Over the years Chick and Clare volunteered their time to the community, Chick served as president of the hospital board and Clare as president of the St. John’s Auxiliary. Chick was a strong believer in education and helped several young adults with their tuition. He was a truly generous man.
Chick and Clare’s first grandchild, Heather, was born in 1979, followed by Kristen in 1981 and Charlie in 1987. Chick retired in 1990 and sold most of his Jackson businesses to Tom and Jane Skeoch. He then had knee surgery on both knees, having worn them out skiing at Alta, Snow King and Teton Village. He fondly remembered skiing spring corn snow on the Hobacks each year with Grant Larsen and Bill Mecham.
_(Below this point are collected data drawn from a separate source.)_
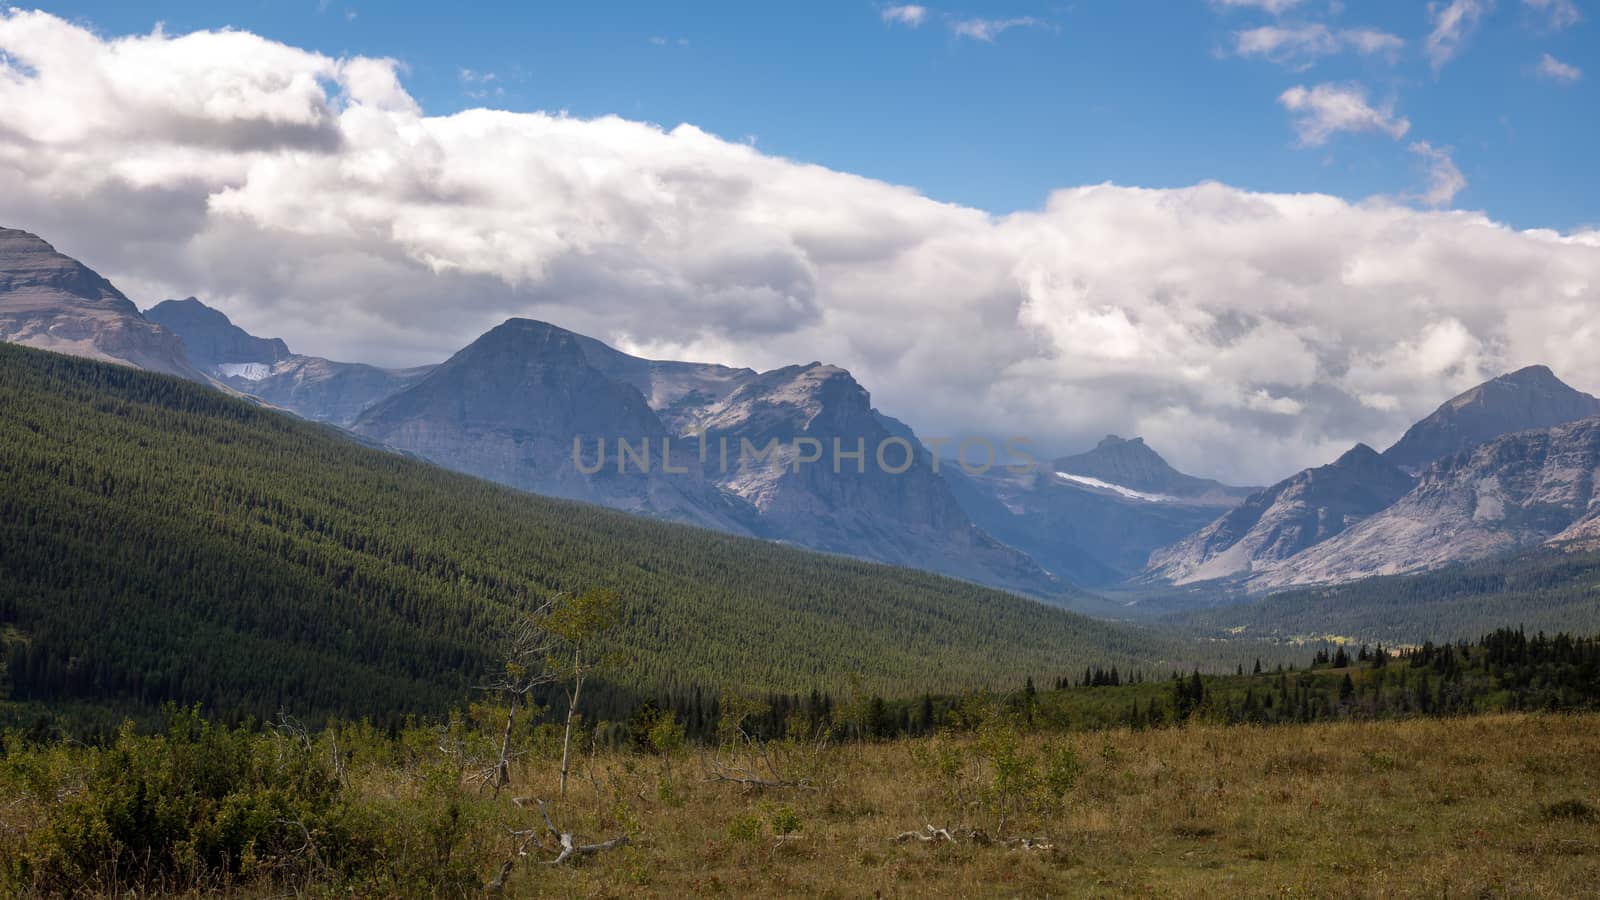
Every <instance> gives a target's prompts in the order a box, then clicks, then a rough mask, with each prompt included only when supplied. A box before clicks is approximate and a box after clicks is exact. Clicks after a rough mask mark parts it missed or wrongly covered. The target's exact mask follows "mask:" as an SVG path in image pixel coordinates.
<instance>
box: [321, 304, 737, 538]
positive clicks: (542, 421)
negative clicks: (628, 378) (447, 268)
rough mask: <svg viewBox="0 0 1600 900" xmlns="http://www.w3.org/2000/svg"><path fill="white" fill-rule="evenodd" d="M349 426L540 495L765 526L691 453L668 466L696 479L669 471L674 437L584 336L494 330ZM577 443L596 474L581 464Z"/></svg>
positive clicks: (641, 512) (652, 513)
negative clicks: (760, 522)
mask: <svg viewBox="0 0 1600 900" xmlns="http://www.w3.org/2000/svg"><path fill="white" fill-rule="evenodd" d="M350 429H352V431H354V432H357V434H362V436H365V437H371V439H373V440H378V442H382V444H386V445H389V447H395V448H400V450H406V452H411V453H416V455H419V456H422V458H426V460H430V461H434V463H438V464H442V466H448V468H451V469H456V471H462V472H467V474H474V476H478V477H485V479H490V480H496V482H499V484H506V485H510V487H517V488H522V490H530V492H534V493H544V495H549V496H565V498H571V500H584V501H590V503H603V504H606V506H613V508H618V509H626V511H629V512H637V514H645V516H656V517H662V519H670V520H675V522H688V524H693V525H702V527H707V528H718V530H725V532H731V533H739V535H752V533H755V528H757V522H755V519H757V517H755V512H754V511H752V509H749V506H747V504H742V503H739V501H736V500H733V498H728V496H725V495H722V492H718V490H717V488H715V487H714V485H710V484H709V482H707V480H706V479H704V476H702V474H701V472H699V468H698V464H694V460H693V453H691V450H690V448H686V447H680V448H678V450H675V452H674V453H672V460H670V461H672V464H674V466H678V468H686V469H690V471H686V472H678V474H674V472H669V471H666V469H664V468H662V453H664V450H666V448H667V447H669V444H667V437H669V434H667V429H666V426H664V424H662V423H661V420H658V418H656V413H654V412H651V408H650V405H648V404H646V402H645V397H643V396H642V394H640V392H638V391H637V389H635V388H632V386H629V384H622V383H618V381H613V380H611V378H608V376H606V375H605V373H603V372H600V370H598V368H595V367H592V365H589V359H587V351H586V346H584V344H582V341H581V340H579V336H578V335H573V333H571V331H566V330H563V328H557V327H554V325H547V323H544V322H534V320H530V319H510V320H507V322H504V323H502V325H498V327H494V328H493V330H490V331H488V333H485V335H483V336H482V338H478V340H477V341H474V343H470V344H469V346H466V348H464V349H461V351H459V352H456V356H453V357H450V360H446V362H443V364H442V365H438V367H437V368H434V370H432V372H429V373H427V375H426V376H422V378H421V380H419V381H418V383H416V384H413V386H410V388H406V389H403V391H400V392H397V394H394V396H390V397H387V399H384V400H379V402H378V404H376V405H373V407H371V408H370V410H366V412H365V413H363V415H362V416H360V418H358V420H357V421H355V423H354V424H352V426H350ZM621 440H626V442H627V444H629V447H634V448H645V453H643V456H642V458H640V460H634V458H626V460H624V456H622V452H621V447H619V444H618V442H621ZM574 442H576V445H578V447H582V448H584V463H586V466H594V468H595V469H597V471H594V472H589V471H586V468H581V466H579V463H578V460H574ZM602 442H605V444H603V447H605V450H603V452H602V450H600V447H602Z"/></svg>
From 1965 to 2008 he kept a boat at Colter Bay and enjoyed summers on Jackson Lake with Clare, Fred and Fred’s then-wife, Diana, and their children.
In 1970, Chick and Clare purchased a home on Maui. They loved the Hawaiian islands and spent many winters there but wanted a place closer to their grandchildren. They found a second home in St. George, Utah, as a more accessible respite from Jackson winters. It also allowed Chick to make a year-round venture of golf.
In April 2007, after two years of serious decline, Clare, Chick’s wife of 65 years, passed away at home. His lasting legacy is the tender at-home care he provided for her. She never had to go to a nursing facility.
Chick stubbornly took care of himself in similar fashion, living at his St. George home unassisted. He befriended his neighbor, Fawn Pickett, and assisted her in her later years.
He maintained his humor to the end.
Chick is survived by his son Fred, and his wife, Sue; grandchildren Heather (Patt) Joy Harrington, Kristen (Tom) Joy Hartnett and Charlie (Anna) Joy; and great-grandchildren Mack, Beau, Greyson and Maxwell, all of Jackson.